The UK water industry has found itself running for cover after several prominent politicians and newspapers rained fire on the sector over recent weeks.

After several articles painting water companies as a cartel of tax-dodging pillagers, content to gear public assets to the hilt in the interest of paying large dividends to investors, the industry emerges sporting a black eye and a limp.

The Observer aimed a choice barb at Thames Water’s owners, an investor consortium led by Macquarie: “Macquarie is the bank that makes Mitt Romney’s Bain Capital look saintly,” it wrote.
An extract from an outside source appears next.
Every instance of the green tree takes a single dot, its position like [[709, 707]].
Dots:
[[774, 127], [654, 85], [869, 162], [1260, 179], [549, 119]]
Cue widespread grimacing at Macquarie headquarters.

Eye of the storm  

That Thames Water is in the eye of the storm is unsurprising: there is a £4.1 billion (€5.1 billion; $6.5 billion) sewer tunnel to be built under the River Thames and someone will have to foot the bill. 

But under 2010 legislation, that someone won’t be Thames Water, as the project was deemed too risky for a traditional water company and will instead be built by a ring-fenced special purpose vehicle.

Critics disagree with this decision, arguing Thames Water should have set aside the money to build the project. They suggest the company didn’t because it was too busy paying excessive dividends to its owners via a tax-dodging holding company. 

The row is, clearly, ideological. Yes, Thames Water’s owners make a profit out of it, but that profit is not illegal and is regulated by Ofwat. And yes, the consortium that owns Thames Water is located in Luxembourg – as are many similar structures. Rightly or wrongly – but again legally – this allows foreign investors to avoid double taxation. 

Thames Water is also eligible for capital allowances and tax deferrals on the £1 billion-a-year it spends on maintenance and improvements. But as a Thames Water spokesman put it: “Corporation tax deferrals – that is tax delayed not avoided.” If there’s any malfeasance, it has yet to be proven.

It’s beyond disingenuous to argue the private sector should invest charitably in these assets: the fight here is about what return it should be allowed to earn.

Coincidentally, this very public row erupted with the industry and Ofwat already at loggerheads. As Moody’s recently highlighted, Ofwat is seeking unprecedented flexibility over the sector, including the ability “to move activities accounting for up to 40 percent of companies’ total revenues outside of the established price control framework”. It also wants to end the current five-yearly price review.

Water companies were given until November 23 to agree or disagree with the proposed changes. If they disagreed, Ofwat said it may refer the matter to the Competition Commission in December. The next price review is in 2014.

All of this can be immensely frustrating, especially considering the £100 billion in institutional capital the industry has attracted over the last 20 years – capital the government now wants to attract for other infrastructure sectors.

But there’s no such thing as a free lunch – or a free glass of water. Regulatory risk is the price to pay for the relative stability of investing in public monopolies like water companies. 

As cash-strapped as governments may be, investors should not kid themselves: with gilts in perceived safe havens yielding close to nothing, governments know investors have to park their money somewhere. And next to zero, public assets yielding even a lowly 5 percent can start to look very attractive indeed.